Saturday, May 28, 2016

The Suburbs Want Hillary

We are months away from the part of the election where people start to pay attention. In a typical presidential election year, things begin to solidify around Labor Day, which is surprising for many people who began following the race roughly a year before that. If you're a political junkie, it's hard to reconcile the fact that most of the voters who will decide the race aren't even paying attention right now.

Donald Trump is doing very badly with people who live in suburban areas, though. I don't know how strong this polling is because it's barely summer, but it does look pretty good for Hillary Clinton:

Trump's showing a nine-point drop in the suburbs. 

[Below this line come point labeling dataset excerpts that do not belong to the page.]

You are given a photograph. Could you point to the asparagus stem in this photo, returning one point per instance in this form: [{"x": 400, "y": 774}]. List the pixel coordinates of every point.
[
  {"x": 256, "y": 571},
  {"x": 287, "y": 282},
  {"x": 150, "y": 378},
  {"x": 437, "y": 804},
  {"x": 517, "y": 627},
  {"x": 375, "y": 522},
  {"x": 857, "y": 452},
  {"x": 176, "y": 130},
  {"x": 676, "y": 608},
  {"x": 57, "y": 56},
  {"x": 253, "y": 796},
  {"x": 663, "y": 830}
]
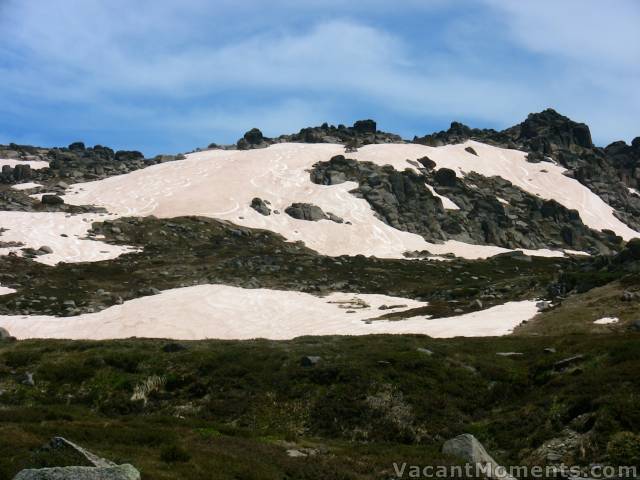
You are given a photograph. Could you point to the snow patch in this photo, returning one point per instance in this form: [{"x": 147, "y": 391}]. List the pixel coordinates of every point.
[
  {"x": 607, "y": 321},
  {"x": 36, "y": 229},
  {"x": 542, "y": 179},
  {"x": 221, "y": 184},
  {"x": 226, "y": 312}
]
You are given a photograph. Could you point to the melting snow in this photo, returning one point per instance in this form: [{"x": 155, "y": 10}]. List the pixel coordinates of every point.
[{"x": 226, "y": 312}]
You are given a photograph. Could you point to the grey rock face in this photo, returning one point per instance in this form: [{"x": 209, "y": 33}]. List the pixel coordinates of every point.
[
  {"x": 468, "y": 448},
  {"x": 119, "y": 472},
  {"x": 64, "y": 460},
  {"x": 403, "y": 201},
  {"x": 60, "y": 452},
  {"x": 605, "y": 171}
]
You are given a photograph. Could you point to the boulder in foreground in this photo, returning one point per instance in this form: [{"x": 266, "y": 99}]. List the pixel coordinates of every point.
[
  {"x": 468, "y": 448},
  {"x": 66, "y": 460}
]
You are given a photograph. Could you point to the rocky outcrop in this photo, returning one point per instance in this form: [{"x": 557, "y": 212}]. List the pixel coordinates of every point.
[
  {"x": 51, "y": 200},
  {"x": 608, "y": 172},
  {"x": 467, "y": 447},
  {"x": 118, "y": 472},
  {"x": 363, "y": 132},
  {"x": 62, "y": 459},
  {"x": 305, "y": 211},
  {"x": 74, "y": 164},
  {"x": 253, "y": 139},
  {"x": 402, "y": 200},
  {"x": 260, "y": 206},
  {"x": 19, "y": 173}
]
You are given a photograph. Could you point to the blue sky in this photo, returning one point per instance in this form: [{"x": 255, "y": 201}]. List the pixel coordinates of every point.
[{"x": 171, "y": 75}]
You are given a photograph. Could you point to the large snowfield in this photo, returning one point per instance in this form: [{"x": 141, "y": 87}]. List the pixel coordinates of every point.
[
  {"x": 225, "y": 312},
  {"x": 221, "y": 184}
]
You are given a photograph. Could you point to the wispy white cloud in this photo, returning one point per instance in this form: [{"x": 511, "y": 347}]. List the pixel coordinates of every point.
[{"x": 168, "y": 66}]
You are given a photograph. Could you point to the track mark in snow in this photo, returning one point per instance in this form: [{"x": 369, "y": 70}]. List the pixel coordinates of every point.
[{"x": 225, "y": 312}]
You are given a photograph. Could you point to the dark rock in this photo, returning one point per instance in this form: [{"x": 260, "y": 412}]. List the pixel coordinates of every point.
[
  {"x": 365, "y": 126},
  {"x": 77, "y": 146},
  {"x": 467, "y": 448},
  {"x": 567, "y": 362},
  {"x": 445, "y": 177},
  {"x": 173, "y": 347},
  {"x": 254, "y": 136},
  {"x": 305, "y": 211},
  {"x": 427, "y": 163},
  {"x": 471, "y": 151},
  {"x": 128, "y": 155},
  {"x": 260, "y": 206},
  {"x": 52, "y": 200}
]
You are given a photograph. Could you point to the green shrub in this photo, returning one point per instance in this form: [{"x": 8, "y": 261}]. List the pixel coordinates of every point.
[
  {"x": 174, "y": 454},
  {"x": 624, "y": 449}
]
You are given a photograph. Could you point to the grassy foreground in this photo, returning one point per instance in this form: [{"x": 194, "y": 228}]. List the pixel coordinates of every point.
[{"x": 225, "y": 410}]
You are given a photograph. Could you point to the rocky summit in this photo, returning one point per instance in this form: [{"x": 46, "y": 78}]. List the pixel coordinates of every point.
[{"x": 340, "y": 302}]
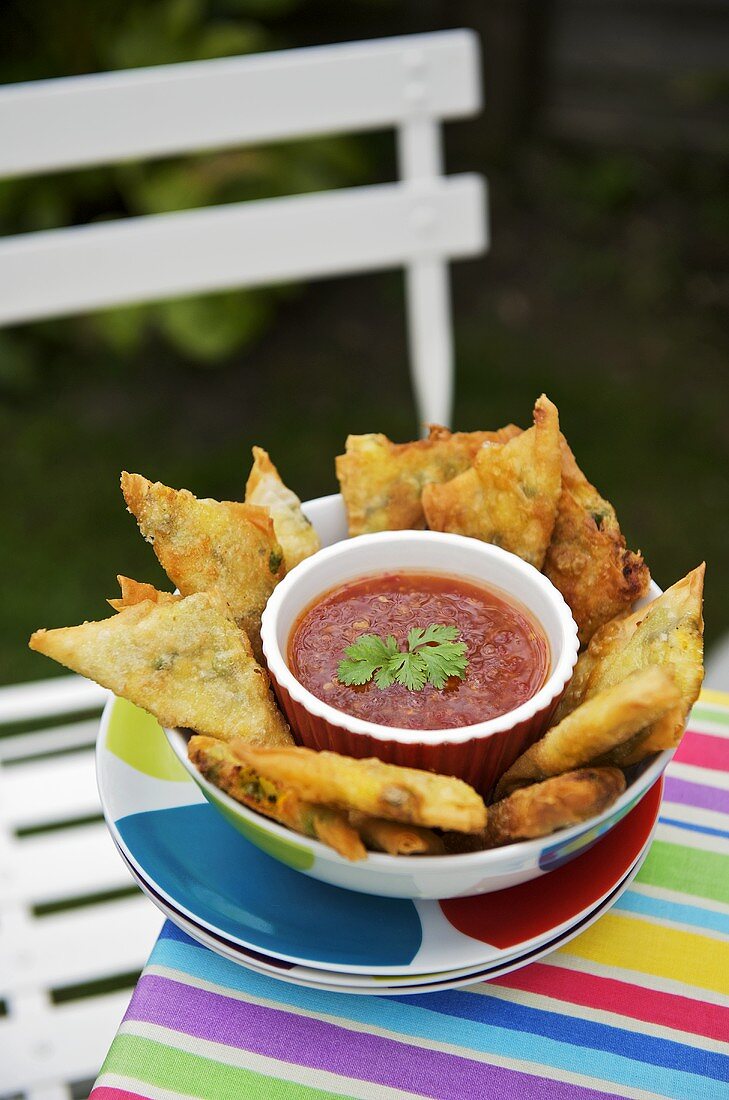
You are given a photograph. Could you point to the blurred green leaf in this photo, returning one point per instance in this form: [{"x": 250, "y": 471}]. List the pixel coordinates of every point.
[
  {"x": 211, "y": 328},
  {"x": 18, "y": 364}
]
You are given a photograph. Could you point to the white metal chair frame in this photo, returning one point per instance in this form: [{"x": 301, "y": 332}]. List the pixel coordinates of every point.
[{"x": 419, "y": 222}]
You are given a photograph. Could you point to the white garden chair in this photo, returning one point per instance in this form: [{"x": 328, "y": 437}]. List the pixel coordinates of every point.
[{"x": 51, "y": 1038}]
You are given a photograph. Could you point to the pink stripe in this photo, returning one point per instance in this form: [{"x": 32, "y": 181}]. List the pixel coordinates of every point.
[
  {"x": 704, "y": 750},
  {"x": 667, "y": 1010},
  {"x": 106, "y": 1092}
]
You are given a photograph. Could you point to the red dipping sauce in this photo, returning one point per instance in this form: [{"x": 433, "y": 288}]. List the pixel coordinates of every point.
[{"x": 507, "y": 650}]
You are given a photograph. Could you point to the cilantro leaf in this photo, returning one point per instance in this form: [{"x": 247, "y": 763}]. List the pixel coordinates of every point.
[
  {"x": 410, "y": 670},
  {"x": 433, "y": 656},
  {"x": 443, "y": 661},
  {"x": 367, "y": 656}
]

Plenty of experts argue that the rural-urban cultural divide is so deeply entrenched that the suburbs are where the election will be won and lost. And, as he is with white women, Donald Trump is showing significant weakness with this slice of electorate. In 2012, Obama won urban suburbs 57 percent to 41 percent, according to NBC's Dante Chinni. Clinton is matching Obama's performance at 57 percent now, but Trump has slid to 32 percent. Swing suburban areas of the battleground states — places like Fairfax County, Virginia or Bucks County, Pennsylvania — are almost sure to help determine the general election winner. Right now, Clinton is enjoying a big head start.

I guess education and status equals an awareness of things and a rejection of what Trump stands for. You don't even have to be clued in to know that Trump is a nationalist using populism like he's on television. But let's be clear about something--there are plenty of voters who aren't going to vote for Hillary just because of Trump's negatives. They know the overall Republican brand, they know what's being going on for the last eight years, and they are enthusiastically supporting Hillary over any Republican out there. They're all in for a continuation of Obama's policies, which are rising in popularity as we head for the finish line. 

Those people aren't going away and they don't care what the New York Times or Morning Joe have to say about anything. They were suffering like hell in 2008 and, by 2012, things were coming back around for them. They don't want a return to instability and crazy schemes. And they certainly don't want what Trump is selling.